The trend is very clear. You get better throughput when you transfer large files, than if you transfer lots of small files. In fact the difference can be astounding. Let’s look at Vendor A for example. If you were to copy 128 MB of data onto vendor A’s product, the theoretical best case time for the copy would be 128 MB /(19 MB/s) = 6.74 seconds. The reality however is that it would take almost 4.5 hours if that 100 MB were made up of 2 KB files. The best case (from the table) is that this 128 MB consists of four 32 MB files to copy and would take just over 15 seconds.
Why is there such a discrepancy? It turns out that there is a lot of overhead in copying many files. File copies are not just about writing the data contained in the files, but also require updates to the file system data structures to keep track of the files and pieces of files. The result is that the device is hit with many extra reads and writes. The more files you have, the more overhead there is and when the files are very small, the overhead becomes significant. That being said, some devices handle the overhead much better than others. Vendor C for could handle the 2 KB file set in 39 minutes. I’d rather wait 39 minutes than 4.5 hours.
You might think that having so many 2 KB files is unrealistic so I decided to check my Internet Explorer Temporary Internet Files cache to see a sample of real data. It reported 130 MB in 2,268 files which is an average file size of about 60 KB. Rounding up to 64 KB and using the table here is how the vendors would stack up if I were to copy this directory onto each device:
Vendor A: 8.3 minutes
Vendor B: 2.2 minutes
Vendor C: 52 seconds
Vendor D: 3.0 minutes
Vendor E: 3.5 minutes
Your day to day information comes in all sizes. Browser cookies are on the order of hundreds of bytes while my Outlook .pst file is pushing 2 GB. It’s important to realize that such a range can have a drastic effect on transfer speeds.

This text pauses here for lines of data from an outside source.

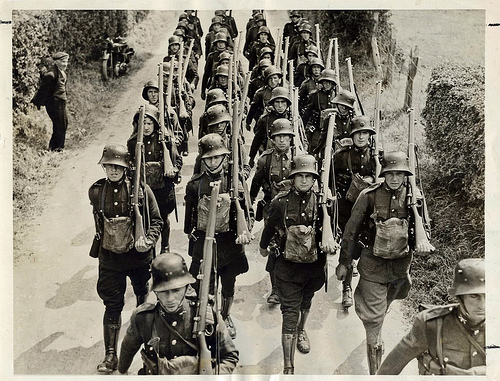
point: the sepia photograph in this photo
(253, 193)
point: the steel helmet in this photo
(169, 272)
(305, 27)
(266, 50)
(264, 29)
(304, 164)
(345, 97)
(318, 62)
(361, 123)
(217, 114)
(174, 40)
(469, 277)
(216, 96)
(115, 154)
(328, 75)
(271, 70)
(151, 84)
(212, 145)
(222, 71)
(279, 92)
(216, 20)
(220, 36)
(282, 126)
(312, 49)
(395, 161)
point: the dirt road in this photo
(58, 314)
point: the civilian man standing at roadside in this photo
(52, 95)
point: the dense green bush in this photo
(39, 34)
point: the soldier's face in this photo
(114, 172)
(171, 299)
(361, 139)
(394, 179)
(474, 304)
(152, 95)
(282, 142)
(303, 181)
(149, 126)
(280, 105)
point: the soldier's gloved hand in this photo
(341, 272)
(264, 252)
(178, 365)
(151, 366)
(142, 245)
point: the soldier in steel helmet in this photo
(294, 223)
(319, 100)
(170, 322)
(279, 107)
(272, 76)
(273, 169)
(354, 171)
(380, 213)
(448, 340)
(52, 94)
(311, 83)
(120, 254)
(161, 182)
(231, 259)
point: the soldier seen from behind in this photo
(295, 223)
(448, 340)
(167, 328)
(120, 253)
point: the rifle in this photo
(139, 163)
(205, 359)
(352, 87)
(422, 228)
(377, 150)
(241, 224)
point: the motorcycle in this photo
(116, 55)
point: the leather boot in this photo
(374, 354)
(288, 344)
(303, 344)
(141, 299)
(111, 330)
(273, 297)
(225, 309)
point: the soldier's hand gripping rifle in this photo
(358, 108)
(139, 235)
(243, 235)
(415, 196)
(376, 141)
(205, 357)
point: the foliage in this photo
(39, 34)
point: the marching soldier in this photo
(231, 259)
(380, 213)
(161, 183)
(171, 320)
(279, 107)
(295, 218)
(448, 340)
(273, 169)
(120, 254)
(354, 171)
(318, 101)
(272, 76)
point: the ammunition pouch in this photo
(118, 234)
(222, 217)
(154, 174)
(391, 238)
(300, 245)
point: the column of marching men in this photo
(326, 187)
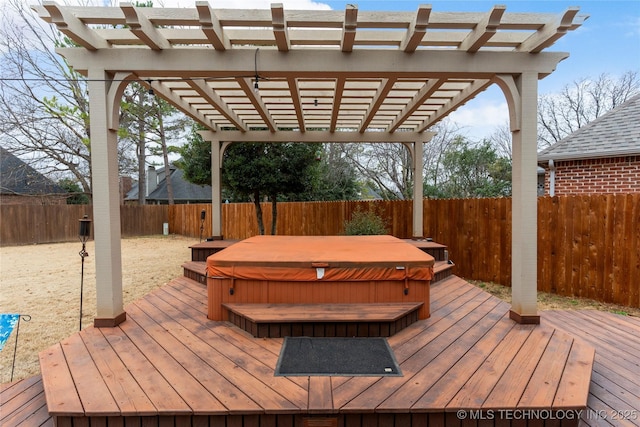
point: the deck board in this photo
(613, 387)
(185, 364)
(615, 383)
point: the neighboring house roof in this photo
(614, 134)
(18, 178)
(182, 189)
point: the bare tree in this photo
(581, 102)
(384, 167)
(44, 104)
(501, 140)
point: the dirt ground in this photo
(43, 281)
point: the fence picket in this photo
(588, 245)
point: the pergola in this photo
(311, 76)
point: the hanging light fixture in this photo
(84, 231)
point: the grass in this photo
(549, 301)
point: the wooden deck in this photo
(168, 363)
(614, 386)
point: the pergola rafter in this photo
(300, 76)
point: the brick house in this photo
(601, 157)
(23, 185)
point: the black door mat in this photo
(322, 356)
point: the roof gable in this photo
(182, 190)
(616, 133)
(17, 177)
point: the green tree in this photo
(472, 171)
(196, 158)
(255, 171)
(269, 171)
(334, 178)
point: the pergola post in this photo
(216, 188)
(418, 214)
(522, 96)
(106, 201)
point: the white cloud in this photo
(481, 116)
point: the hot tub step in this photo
(323, 320)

Unfortunately, the only numbers you probably see quoted are optimal numbers, derived in contrived test situations that in most cases are far from the reality that you work in. It reminds me of some car commercials where you see a single car driving at enormous speed on an infinite, flat, empty plain. It looks fantastic, except you know that you’ll be stuck in traffic jams every day and the mileage and experience won’t be the same.